20651,micafungin,,,YWVRVYTL,4.483994,2.0,WT-like,sensitive,FKS1-HS2
20652,micafungin,,,YWVRWYTL,11.479603,1.0,resistant,resistant,FKS1-HS2
20653,micafungin,,,YWVSRYTL,-3.195642,1.0,WT-like,sensitive,FKS1-HS2
20654,micafungin,,,YWVVRYTL,-1.842202,2.0,WT-like,sensitive,FKS1-HS2


## Get mutations

In [4]:
def get_mutations(aa, wt, offset):
    lmut = [wt[i]+str(i+offset)+v for i,v in enumerate(aa) if wt[i] != v]
    return ','.join(lmut)

In [5]:
df['mutation'] = df.apply(lambda row: get_mutations(row.aa_seq, wt_hotspots[row.locus], pos_offset[row.locus]), axis=1)
df

Unnamed: 0,compound,seq_type,Nham_aa,aa_seq,s,cscore,refined_class,sensres,locus,mutation
0,anidulafungin,single,1.0,*LVLSLRDP,0.230635,1.0,WT-like,sensitive,FKS1-HS1,F639*
1,anidulafungin,single,1.0,ALVLSLRDP,1.756300,1.0,intermediary,resistant,FKS1-HS1,F639A
2,anidulafungin,single,1.0,DLVLSLRDP,0.047285,1.0,WT-like,sensitive,FKS1-HS1,F639D
3,anidulafungin,single,1.0,ELVLSLRDP,0.266907,1.0,WT-like,sensitive,FKS1-HS1,F639E
4,anidulafungin,single,1.0,F*VLSLRDP,0.165205,1.0,WT-like,sensitive,FKS1-HS1,L640*
...,...,...,...,...,...,...,...,...,...,...
20651,micafungin,,,YWVRVYTL,4.483994,2.0,WT-like,sensitive,FKS1-HS2,"D1353Y,R1357V"
20652,micafungin,,,YWVRWYTL,11.479603,1.0,resistant,resistant,FKS1-HS2,"D1353Y,R1357W"
20653,micafungin,,,YWVSRYTL,-3.195642,1.0,WT-like,sensitive,FKS1-HS2,"D1353Y,R1356S"
20654,micafungin,,,YWVVRYTL,-1.842202,2.0,WT-like,sensitive,FKS1-HS2,"D1353Y,R1356V"


In [6]:
df[df.duplicated(subset=['compound','aa_seq'], keep=False)]

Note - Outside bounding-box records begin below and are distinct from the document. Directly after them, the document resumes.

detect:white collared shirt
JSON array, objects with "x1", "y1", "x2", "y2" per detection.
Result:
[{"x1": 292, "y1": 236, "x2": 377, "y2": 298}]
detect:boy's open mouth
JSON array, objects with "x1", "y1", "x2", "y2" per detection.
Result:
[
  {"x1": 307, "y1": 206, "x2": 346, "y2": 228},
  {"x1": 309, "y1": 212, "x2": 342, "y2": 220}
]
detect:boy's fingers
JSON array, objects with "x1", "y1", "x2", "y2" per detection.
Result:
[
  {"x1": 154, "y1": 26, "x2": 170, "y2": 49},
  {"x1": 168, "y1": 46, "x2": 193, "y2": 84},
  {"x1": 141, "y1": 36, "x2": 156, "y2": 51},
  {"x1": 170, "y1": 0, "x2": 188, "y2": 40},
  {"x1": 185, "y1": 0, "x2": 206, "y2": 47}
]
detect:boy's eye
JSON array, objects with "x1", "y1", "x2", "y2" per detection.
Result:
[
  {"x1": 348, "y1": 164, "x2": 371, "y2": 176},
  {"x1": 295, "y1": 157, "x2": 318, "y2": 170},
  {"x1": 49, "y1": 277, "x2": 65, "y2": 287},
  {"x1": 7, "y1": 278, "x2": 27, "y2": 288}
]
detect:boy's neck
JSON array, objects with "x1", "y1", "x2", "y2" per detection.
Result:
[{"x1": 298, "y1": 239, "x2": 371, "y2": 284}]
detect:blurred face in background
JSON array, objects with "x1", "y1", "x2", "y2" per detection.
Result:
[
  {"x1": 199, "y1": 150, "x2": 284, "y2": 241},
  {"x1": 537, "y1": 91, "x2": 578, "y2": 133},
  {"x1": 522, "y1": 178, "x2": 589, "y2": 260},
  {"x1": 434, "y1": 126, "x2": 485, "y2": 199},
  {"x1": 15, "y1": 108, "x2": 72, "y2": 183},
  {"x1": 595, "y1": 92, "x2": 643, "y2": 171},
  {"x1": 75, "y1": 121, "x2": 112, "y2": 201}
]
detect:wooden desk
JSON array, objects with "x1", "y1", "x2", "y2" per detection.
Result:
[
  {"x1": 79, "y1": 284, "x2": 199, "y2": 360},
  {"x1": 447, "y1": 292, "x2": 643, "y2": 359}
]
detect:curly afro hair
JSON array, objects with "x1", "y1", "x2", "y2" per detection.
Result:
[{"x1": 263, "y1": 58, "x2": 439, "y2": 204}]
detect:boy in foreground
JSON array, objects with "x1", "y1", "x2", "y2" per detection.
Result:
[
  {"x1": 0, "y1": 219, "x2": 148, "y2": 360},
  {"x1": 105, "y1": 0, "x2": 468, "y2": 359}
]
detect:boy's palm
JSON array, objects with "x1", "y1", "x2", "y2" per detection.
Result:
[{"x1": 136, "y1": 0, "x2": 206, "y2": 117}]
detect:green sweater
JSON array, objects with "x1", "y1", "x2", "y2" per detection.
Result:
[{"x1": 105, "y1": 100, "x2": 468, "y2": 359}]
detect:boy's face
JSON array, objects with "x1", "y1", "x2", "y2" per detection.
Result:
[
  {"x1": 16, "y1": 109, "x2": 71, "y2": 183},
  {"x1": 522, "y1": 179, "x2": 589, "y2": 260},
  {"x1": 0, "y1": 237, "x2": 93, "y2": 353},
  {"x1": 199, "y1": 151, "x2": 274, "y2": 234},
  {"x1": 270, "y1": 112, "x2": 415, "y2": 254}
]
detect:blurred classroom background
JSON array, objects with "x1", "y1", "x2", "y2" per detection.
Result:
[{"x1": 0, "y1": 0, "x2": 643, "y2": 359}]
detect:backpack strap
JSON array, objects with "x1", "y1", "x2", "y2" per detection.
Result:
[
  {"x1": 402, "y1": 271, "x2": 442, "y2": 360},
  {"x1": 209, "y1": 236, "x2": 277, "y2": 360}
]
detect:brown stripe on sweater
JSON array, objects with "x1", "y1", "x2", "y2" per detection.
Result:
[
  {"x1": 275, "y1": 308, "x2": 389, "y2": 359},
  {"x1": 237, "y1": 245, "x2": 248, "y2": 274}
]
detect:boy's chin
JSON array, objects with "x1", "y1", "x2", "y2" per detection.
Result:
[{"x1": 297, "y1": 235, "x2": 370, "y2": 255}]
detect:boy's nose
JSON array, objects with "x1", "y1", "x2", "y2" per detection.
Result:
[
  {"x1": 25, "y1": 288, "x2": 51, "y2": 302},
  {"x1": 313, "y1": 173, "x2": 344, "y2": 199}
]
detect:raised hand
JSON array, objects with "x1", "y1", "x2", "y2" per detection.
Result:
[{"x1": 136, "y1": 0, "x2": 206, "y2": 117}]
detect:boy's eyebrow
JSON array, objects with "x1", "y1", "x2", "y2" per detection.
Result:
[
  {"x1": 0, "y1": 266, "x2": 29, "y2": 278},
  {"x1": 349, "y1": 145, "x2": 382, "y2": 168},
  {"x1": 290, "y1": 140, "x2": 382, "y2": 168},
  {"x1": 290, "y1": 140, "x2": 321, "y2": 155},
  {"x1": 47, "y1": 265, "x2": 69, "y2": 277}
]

Unnamed: 0,compound,seq_type,Nham_aa,aa_seq,s,cscore,refined_class,sensres,locus,mutation
39,anidulafungin,single,1.0,FLVKSLRDP,0.752623,1.0,intermediary,resistant,FKS1-HS1,L642K
147,anidulafungin,single,1.0,FLWLSLRDP,1.492155,1.0,intermediary,resistant,FKS1-HS1,V641W
213,caspofungin,single,1.0,FLVKSLRDP,1.885922,1.0,resistant,resistant,FKS1-HS1,L642K
321,caspofungin,single,1.0,FLWLSLRDP,0.936245,1.0,intermediary,resistant,FKS1-HS1,V641W
529,anidulafungin,single,1.0,FLVKSLRDP,1.007996,1.0,intermediary,resistant,FKS1-HS1,L642K
530,caspofungin,single,1.0,FLVKSLRDP,1.866959,1.0,resistant,resistant,FKS1-HS1,L642K
538,anidulafungin,single,1.0,FLWLSLRDP,1.446169,1.0,intermediary,resistant,FKS1-HS1,V641W
539,caspofungin,single,1.0,FLWLSLRDP,1.040897,1.0,intermediary,resistant,FKS1-HS1,V641W


## Get degree of evidence

All observations should be attributed a MARDy 2 degree of 3, except for mutants individually recreated in the lab. For mutants for which we do not have DMS data, an inferred was inferred by linear regression from normalized individual growth measurements.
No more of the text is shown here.